Map:   0%|          | 0/4065 [00:00<?, ? examples/s]

Map:   0%|          | 0/1017 [00:00<?, ? examples/s]

* Choose your model

In [None]:
model_hazard_category = BertForSequenceClassification.from_pretrained('bert-base-uncased', num_labels=len(data[label].unique()))
model_hazard_category.to('cuda')  # Move model to GPU if available

* Train it

In [None]:
from tqdm.auto import tqdm

optimizer = AdamW(model_hazard_category.parameters(), lr=5e-5)

num_epochs = 3
num_training_steps = num_epochs * len(train_dataloader)
lr_scheduler = get_scheduler(
    name="linear",
    optimizer=optimizer,
    num_warmup_steps=0,
    num_training_steps=num_training_steps,
)

model_hazard_category.train()

progress_bar = tqdm(range(num_training_steps))

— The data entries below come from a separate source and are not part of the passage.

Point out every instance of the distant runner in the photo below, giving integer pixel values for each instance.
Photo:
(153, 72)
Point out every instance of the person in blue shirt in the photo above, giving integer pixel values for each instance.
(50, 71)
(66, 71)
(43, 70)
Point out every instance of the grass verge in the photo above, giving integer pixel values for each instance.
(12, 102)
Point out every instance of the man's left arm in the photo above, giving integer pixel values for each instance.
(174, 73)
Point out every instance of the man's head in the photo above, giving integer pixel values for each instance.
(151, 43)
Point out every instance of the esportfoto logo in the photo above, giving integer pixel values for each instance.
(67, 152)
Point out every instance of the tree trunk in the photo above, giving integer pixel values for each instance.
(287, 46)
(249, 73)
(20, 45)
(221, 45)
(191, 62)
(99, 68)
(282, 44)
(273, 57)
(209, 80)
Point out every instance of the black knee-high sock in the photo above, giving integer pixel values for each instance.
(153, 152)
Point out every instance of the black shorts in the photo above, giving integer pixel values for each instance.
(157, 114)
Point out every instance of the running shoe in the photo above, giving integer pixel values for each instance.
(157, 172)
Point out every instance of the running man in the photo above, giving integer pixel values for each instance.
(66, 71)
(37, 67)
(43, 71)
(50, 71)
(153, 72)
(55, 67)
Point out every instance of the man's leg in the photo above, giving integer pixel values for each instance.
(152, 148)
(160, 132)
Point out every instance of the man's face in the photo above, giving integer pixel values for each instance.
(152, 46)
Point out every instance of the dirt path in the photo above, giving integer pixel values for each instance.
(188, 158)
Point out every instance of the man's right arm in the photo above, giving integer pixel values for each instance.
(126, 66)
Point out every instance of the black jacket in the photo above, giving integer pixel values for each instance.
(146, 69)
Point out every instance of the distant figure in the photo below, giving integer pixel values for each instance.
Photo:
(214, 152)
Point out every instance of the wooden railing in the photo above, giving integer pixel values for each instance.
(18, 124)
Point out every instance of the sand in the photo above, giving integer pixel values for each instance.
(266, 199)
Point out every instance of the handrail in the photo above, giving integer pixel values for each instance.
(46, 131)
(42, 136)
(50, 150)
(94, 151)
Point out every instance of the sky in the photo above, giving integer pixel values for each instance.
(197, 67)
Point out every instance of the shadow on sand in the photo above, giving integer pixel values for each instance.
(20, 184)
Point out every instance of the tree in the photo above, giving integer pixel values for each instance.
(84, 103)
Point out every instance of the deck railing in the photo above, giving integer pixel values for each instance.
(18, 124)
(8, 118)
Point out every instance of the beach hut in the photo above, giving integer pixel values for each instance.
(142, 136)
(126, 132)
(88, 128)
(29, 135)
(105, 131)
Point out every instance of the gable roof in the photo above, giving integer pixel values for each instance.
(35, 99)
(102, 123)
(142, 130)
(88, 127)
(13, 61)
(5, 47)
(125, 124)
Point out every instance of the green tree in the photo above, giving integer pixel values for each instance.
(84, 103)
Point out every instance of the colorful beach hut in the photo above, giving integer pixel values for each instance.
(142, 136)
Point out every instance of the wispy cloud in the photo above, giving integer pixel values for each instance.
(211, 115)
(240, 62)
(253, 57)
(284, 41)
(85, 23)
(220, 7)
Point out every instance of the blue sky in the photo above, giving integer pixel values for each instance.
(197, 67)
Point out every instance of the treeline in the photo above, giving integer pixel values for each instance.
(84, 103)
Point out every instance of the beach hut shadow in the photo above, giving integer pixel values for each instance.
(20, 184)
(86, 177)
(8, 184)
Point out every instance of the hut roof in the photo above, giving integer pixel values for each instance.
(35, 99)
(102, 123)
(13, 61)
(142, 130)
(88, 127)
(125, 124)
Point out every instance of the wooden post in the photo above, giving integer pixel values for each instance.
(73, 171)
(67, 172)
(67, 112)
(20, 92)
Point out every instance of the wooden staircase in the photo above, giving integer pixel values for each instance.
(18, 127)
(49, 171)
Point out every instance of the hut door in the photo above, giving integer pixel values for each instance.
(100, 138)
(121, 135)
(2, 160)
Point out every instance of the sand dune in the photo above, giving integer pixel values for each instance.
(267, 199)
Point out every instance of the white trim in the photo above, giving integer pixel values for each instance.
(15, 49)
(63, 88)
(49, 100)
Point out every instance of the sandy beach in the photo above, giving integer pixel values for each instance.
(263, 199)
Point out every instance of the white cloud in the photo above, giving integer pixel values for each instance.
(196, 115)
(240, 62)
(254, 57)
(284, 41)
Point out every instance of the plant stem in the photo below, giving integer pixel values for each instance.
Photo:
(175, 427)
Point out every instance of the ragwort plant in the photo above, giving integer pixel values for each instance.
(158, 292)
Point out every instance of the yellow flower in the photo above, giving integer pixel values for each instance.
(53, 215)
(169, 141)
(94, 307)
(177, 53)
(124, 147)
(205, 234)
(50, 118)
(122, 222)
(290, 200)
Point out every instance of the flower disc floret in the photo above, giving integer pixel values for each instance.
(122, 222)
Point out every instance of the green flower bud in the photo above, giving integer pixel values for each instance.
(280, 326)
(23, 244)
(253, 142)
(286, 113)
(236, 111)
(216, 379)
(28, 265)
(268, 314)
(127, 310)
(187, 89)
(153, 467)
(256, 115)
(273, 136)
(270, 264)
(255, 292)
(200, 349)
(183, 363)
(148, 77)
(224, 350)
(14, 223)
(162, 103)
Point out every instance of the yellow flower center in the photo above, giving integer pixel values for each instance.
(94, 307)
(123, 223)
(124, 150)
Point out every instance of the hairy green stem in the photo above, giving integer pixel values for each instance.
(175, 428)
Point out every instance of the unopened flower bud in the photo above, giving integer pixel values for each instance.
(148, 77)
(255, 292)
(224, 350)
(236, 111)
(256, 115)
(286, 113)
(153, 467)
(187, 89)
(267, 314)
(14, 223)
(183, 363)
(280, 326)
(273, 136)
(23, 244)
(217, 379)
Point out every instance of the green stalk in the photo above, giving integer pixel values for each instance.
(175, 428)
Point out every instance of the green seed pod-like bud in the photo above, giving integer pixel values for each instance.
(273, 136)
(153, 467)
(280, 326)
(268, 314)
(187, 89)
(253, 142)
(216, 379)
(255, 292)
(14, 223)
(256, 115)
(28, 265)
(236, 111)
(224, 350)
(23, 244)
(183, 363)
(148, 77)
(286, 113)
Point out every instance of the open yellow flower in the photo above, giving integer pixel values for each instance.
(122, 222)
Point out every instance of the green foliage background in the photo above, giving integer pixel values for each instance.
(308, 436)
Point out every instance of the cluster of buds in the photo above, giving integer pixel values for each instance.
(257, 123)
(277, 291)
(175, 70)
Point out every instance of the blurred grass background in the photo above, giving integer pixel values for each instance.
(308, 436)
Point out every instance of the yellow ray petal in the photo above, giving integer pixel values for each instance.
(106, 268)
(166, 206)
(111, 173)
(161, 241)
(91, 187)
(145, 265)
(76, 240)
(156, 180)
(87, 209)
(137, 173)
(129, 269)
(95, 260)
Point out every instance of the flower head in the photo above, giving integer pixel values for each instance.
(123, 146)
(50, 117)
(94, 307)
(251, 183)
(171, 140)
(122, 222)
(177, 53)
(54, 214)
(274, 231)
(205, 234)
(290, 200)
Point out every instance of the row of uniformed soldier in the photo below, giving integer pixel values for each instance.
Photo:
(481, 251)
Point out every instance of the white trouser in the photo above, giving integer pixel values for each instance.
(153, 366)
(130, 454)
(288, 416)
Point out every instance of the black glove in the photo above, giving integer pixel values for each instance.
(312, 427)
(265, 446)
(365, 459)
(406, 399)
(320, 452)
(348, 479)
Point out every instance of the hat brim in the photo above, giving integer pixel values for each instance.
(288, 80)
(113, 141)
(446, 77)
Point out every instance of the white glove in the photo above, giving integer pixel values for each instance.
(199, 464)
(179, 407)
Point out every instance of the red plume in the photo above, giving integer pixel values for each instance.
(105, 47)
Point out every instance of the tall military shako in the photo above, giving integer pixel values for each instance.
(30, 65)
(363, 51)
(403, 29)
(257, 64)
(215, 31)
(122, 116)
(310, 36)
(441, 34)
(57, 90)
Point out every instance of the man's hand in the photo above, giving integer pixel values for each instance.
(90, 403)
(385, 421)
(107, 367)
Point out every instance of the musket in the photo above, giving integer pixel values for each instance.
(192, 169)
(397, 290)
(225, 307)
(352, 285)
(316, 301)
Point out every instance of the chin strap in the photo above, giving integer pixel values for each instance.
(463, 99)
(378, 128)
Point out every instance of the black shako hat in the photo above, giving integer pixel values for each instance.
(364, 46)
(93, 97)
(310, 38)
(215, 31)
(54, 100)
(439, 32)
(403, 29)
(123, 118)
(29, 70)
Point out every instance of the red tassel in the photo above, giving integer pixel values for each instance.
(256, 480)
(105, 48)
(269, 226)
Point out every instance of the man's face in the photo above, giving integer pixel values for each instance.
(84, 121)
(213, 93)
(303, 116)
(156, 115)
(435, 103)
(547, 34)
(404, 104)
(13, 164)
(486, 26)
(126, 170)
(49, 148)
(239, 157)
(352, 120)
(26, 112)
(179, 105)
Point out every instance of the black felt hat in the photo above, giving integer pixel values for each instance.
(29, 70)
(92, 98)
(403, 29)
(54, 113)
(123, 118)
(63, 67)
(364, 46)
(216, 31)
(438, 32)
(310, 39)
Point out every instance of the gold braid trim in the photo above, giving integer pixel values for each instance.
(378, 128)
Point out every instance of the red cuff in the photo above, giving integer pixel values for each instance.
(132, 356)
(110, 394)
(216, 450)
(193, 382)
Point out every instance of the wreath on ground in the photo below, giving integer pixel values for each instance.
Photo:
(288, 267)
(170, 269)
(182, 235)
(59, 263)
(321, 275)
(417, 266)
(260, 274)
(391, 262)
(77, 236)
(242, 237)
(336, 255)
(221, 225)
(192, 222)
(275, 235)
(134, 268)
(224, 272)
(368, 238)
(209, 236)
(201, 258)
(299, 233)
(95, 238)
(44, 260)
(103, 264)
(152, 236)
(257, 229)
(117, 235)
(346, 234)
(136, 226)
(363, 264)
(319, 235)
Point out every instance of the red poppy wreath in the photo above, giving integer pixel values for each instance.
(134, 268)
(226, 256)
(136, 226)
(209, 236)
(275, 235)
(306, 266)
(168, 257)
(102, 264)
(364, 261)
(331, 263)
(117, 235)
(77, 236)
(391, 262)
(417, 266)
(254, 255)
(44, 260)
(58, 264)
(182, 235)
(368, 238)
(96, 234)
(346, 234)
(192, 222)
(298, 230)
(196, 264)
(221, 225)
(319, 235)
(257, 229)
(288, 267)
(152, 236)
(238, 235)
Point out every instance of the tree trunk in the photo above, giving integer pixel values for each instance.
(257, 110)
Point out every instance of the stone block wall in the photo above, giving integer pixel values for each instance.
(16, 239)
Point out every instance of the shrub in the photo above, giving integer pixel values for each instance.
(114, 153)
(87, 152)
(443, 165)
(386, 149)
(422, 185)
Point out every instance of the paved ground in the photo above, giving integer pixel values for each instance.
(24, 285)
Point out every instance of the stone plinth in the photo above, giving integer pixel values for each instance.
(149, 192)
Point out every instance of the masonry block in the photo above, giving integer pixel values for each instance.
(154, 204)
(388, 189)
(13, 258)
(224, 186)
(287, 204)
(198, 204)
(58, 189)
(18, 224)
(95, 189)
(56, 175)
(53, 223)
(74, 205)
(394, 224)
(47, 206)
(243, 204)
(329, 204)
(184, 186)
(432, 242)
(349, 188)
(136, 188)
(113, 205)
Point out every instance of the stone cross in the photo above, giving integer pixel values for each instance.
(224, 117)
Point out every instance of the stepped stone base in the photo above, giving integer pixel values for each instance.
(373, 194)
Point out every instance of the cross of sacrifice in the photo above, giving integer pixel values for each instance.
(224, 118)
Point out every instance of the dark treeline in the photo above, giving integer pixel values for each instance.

for epoch in range(num_epochs):
    for batch in train_dataloader:
        batch = {k: v.to('cuda') for k, v in batch.items()}  # Move batch to GPU if available
        outputs = model_hazard_category(**batch)
        #loss = outputs.loss

        logits = outputs.logits
        labels = batch['labels']
        loss = focal_loss_fn(logits, labels)

        loss.backward()
        optimizer.step()
        lr_scheduler.step()
        optimizer.zero_grad()
        progress_bar.update(1)



  0%|          | 0/1527 [00:00<?, ?it/s]



* Assess it

In [None]:
from sklearn.metrics import classification_report

model_hazard_category.eval()
total_predictions = []
with torch.no_grad():
    for batch in dev_dataloader:
        batch = {k: v.to('cuda') for k, v in batch.items()}  # Move batch to GPU if available
        outputs = model_hazard_category(**batch)
        predictions = torch.argmax(outputs.logits, dim=-1)
        total_predictions.extend([p.item() for p in predictions])

predicted_labels = le_hazard_category.inverse_transform(total_predictions)
gold_labels = le_hazard_category.inverse_transform(dev_df.label.values)
print(classification_report(gold_labels, predicted_labels, zero_division=0))

dev_df['predictions-hazard-category'] = predicted_labels


In [None]:
model_hazard_category.save_pretrained("bert_hazard_category")
np.save("bert_hazard_category/label_encoder.npy", le_hazard_category.classes_)

### Label: `Product Category`

In [None]:
label = 'product-category'

# Create DataLoader objects
train_dataloader, dev_dataloader, le_product_category = prepare_data(label)

* Train

In [None]:
model_product_category = BertForSequenceClassification.from_pretrained('bert-base-uncased', num_labels=len(data[label].unique()))
model_product_category.to('cuda')  # Move model to GPU if available

optimizer = AdamW(model_product_category.parameters(), lr=5e-5)
num_epochs = 3
num_training_steps = num_epochs * len(train_dataloader)
lr_scheduler = get_scheduler(
    name="linear",
    optimizer=optimizer,
    num_warmup_steps=0,
    num_training_steps=num_training_steps,
)

model_product_category.train()
progress_bar = tqdm(range(num_training_steps))
for epoch in range(num_epochs):
    for batch in train_dataloader:
        batch = {k: v.to('cuda') for k, v in batch.items()}  # Move batch to GPU if available
        outputs = model_product_category(**batch)
        # loss = outputs.loss
        logits = outputs.logits
        labels = batch['labels']
        loss = focal_loss_fn(logits, labels)

        loss.backward()
        optimizer.step()
        lr_scheduler.step()
        optimizer.zero_grad()
        progress_bar.update(1)

* Test

In [None]:
model_product_category.eval()
total_predictions = []
with torch.no_grad():
    for batch in dev_dataloader:
        batch = {k: v.to('cuda') for k, v in batch.items()}  # Move batch to GPU if available
        outputs = model_product_category(**batch)
        predictions = torch.argmax(outputs.logits, dim=-1)
        total_predictions.extend([p.item() for p in predictions])

predicted_labels = le_product_category.inverse_transform(total_predictions)
gold_labels = le_product_category.inverse_transform(dev_df.label.values)
print(classification_report(gold_labels, predicted_labels, zero_division=0))

dev_df['predictions-product-category'] = predicted_labels

In [None]:
model_product_category.save_pretrained("bert_product_category")
np.save("bert_product_category/label_encoder.npy", le_product_category.classes_)

## Evaluate Sub-Task

In [None]:
score = compute_score(
    dev_df['hazard-category'], dev_df['product-category'],
    dev_df['predictions-hazard-category'], dev_df['predictions-product-category']
)
print(f"Score Sub-Task 1: {score:.3f}")